Closed eirikur-grid closed 3 years ago
@viveklak This sounds a lot like #1502 -- any thoughts here?
Assigned myself. Will take a look. Thanks for reporting!
Chiming in here, i recreated my EKS cluster and facing the same
Same versions, EKS cluster version 1.19, but using the node automation api. Updating to 1.20 had no effect
I downgraded pulumi/kubernetes, same thing I then upgraded again, and it worked. So I guess it is not "broken", there is something else at play, rate-limiting maybe?
Destroyed it again, same thing, still waiting for the one time it works however doing a refresh updates the status, afterwards updates work again.
Had this happen again today. Saw very high CPU utilization from the 'pulumi-resource-kubernetes' process while waiting for the pulumi up command to finally time out.
I am seeing this on a Azure AKS cluster. It is making our pulumi pipelines very unstable as sometimes it works and sometimes it doesn't
@lkt82 and @roderik - could you confirm if you were seeing this with pulumi-kubernetes 3.4.0?

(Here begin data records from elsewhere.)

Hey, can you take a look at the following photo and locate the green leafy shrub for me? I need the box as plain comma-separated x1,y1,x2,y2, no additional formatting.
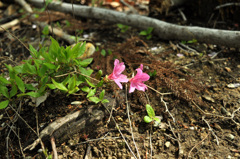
143,104,161,126
0,38,108,109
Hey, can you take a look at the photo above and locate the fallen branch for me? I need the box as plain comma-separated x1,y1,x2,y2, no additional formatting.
28,0,240,48
0,19,20,32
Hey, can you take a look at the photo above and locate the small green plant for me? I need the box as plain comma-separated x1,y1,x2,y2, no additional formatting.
101,49,107,57
181,39,197,44
42,26,49,37
117,24,129,33
65,20,71,27
148,70,157,77
139,27,153,40
0,38,108,109
101,49,112,57
143,104,161,126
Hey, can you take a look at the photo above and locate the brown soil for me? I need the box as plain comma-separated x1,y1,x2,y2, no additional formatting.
0,0,240,159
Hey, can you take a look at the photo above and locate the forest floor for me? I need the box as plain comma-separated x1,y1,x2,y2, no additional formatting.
0,0,240,159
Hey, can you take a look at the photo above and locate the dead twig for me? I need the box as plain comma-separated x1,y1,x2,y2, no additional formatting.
28,0,240,48
161,96,175,123
125,84,141,159
0,19,20,32
51,136,58,159
15,0,33,13
202,116,219,146
187,133,209,159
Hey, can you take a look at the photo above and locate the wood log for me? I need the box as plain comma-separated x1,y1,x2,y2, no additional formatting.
28,0,240,48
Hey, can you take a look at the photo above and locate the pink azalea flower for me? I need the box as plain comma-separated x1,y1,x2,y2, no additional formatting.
129,64,150,93
108,59,128,89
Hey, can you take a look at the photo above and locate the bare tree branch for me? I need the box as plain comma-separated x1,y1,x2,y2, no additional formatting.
28,0,240,48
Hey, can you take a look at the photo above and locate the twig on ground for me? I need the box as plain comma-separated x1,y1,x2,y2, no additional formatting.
178,8,187,22
18,128,25,158
107,97,116,124
168,121,183,158
215,3,240,10
24,111,80,151
77,137,121,145
15,0,33,13
187,133,209,159
192,101,240,126
202,116,219,146
51,136,58,159
125,84,141,159
84,145,92,159
146,85,172,96
161,96,175,123
149,128,152,159
28,0,240,48
0,19,20,32
103,102,137,159
120,0,138,14
176,43,199,55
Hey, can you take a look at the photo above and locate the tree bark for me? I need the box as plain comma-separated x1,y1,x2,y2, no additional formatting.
28,0,240,48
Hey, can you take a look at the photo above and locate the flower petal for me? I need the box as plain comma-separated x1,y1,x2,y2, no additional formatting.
114,80,122,89
129,83,135,93
117,74,128,82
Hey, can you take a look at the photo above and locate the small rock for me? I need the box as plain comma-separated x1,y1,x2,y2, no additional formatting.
227,134,235,140
227,155,232,159
225,67,232,72
165,141,171,148
202,95,215,103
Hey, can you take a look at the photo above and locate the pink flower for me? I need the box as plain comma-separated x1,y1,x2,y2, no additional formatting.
129,64,150,93
108,59,128,89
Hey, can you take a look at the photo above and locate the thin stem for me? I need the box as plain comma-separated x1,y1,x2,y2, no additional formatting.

@eirikur-grid (and others) - are there additional deployments in the namespace with the stuck deployments not controlled by Pulumi? Could you provide an estimate of how many such deployments/pods (not controlled by pulumi/same namespace) are there?
Does the problem reduce/go away if the Pulumi controlled deployments are put in a dedicated namespace?
@viveklak
Yes we are using pulumi-kubernetes 3.4.0 in C#
And a little output as well
[1/2] Waiting for app ReplicaSet be marked available
[1/2] Waiting for app ReplicaSet be marked available (0/2 Pods available)
warning: [MinimumReplicasUnavailable] Deployment does not have minimum availability.
[1/2] Waiting for app ReplicaSet be marked available (1/2 Pods available)
error: 2 errors occurred:
I am also seeing some "Throttling request" to the controlplane endpoint in the log
@lkt82 Thanks. Actively looking into this. The throttling request may be a red herring but if it helps you temporarily - you can add the new skipAwait
flag to the helm chart.
Actually I do believe there is an impact from throttling requests. Looks like our change to fix #1502 causes higher likelihood of throttles to occur (likely because of quorum reads when setting all our watches with revision number?). Our await logic doesn't handle dropped watches and cause the CPU tight loop that @eirikur-grid saw. Probably what @lkt82 saw too.
We have another bug #1635 that makes partial failures hard to recover from.
In general, https://github.com/pulumi/pulumi-kubernetes/issues/1598 seems increasingly important to fix this the right way. @lblackstone and I will prioritize fixing that in short order. For the moment, we will revert #1596 and cut a hotfix to reduce the likelihood of this.
v3.4.1 is out with #1596 reverted. I am working on #1598 right now. In the meantime, could folks running into this issue try with 3.4.1 and report if things improve? Thanks for your patience.
@eirikur-grid (and others) - are there additional deployments in the namespace with the stuck deployments not controlled by Pulumi? Could you provide an estimate of how many such deployments/pods (not controlled by pulumi/same namespace) are there?
There are two of them; nginx-proxy and traefik-router, with 1 and 2 replicas respectively.
0 for me
@eirikur-grid @roderik thanks! Sounds good. I would expect things to get better with 3.4.1. Could you try it out and let us know?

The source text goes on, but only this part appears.